A Visual RAG Pipeline for Few-Shot Fine-Grained Product Classification
Bianca Lamm, Janis Keuper
TL;DR
This paper tackles fine-grained product classification in fast-changing retail settings by introducing a Visual RAG pipeline that combines Retrieval Augmented Generation with Vision-Language Models to perform few-shot FGC. The method builds a task-specific external knowledge base (vector store) and uses contextual few-shot samples to guide VLMs in extracting product and promotion data, including GTINs and pricing details, without retraining. Empirical results show the Visual RAG approach achieving 86.8% GTIN-based accuracy, outperforming image-only, text-only, and zero-shot multimodal baselines, with comprehensive ablations on VLMs and context.
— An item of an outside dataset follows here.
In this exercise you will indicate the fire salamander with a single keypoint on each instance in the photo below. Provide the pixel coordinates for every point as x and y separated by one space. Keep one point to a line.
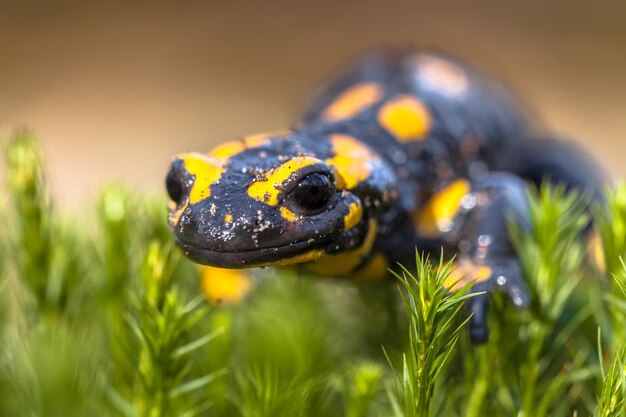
403 149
The work demonstrates practical benefits for price monitoring and product recommendations in dynamic retail environments, while analyzing biases, costs, and limitations of segmentation quality and external model dependencies.
Abstract
Despite the rapid evolution of learning and computer vision algorithms, Fine-Grained Classification (FGC) still poses an open problem in many practically relevant applications. In the retail domain, for example, the identification of fast changing and visually highly similar products and their properties are key to automated price-monitoring and product recommendation. This paper presents a novel Visual RAG pipeline that combines the Retrieval Augmented Generation (RAG) approach and Vision Language Models (VLMs) for few-shot FGC. This Visual RAG pipeline extracts product and promotion data in advertisement leaflets from various retailers and simultaneously predicts fine-grained product ids along with price and discount information. Compared to previous approaches, the key characteristic of the Visual RAG pipeline is that it allows the prediction of novel products without re-training, simply by adding a few class samples to the RAG database. Comparing several VLM back-ends like GPT-4o [23], GPT-4o-mini [24], and Gemini 2.0 Flash [10], our approach achieves 86.8% accuracy on a diverse dataset.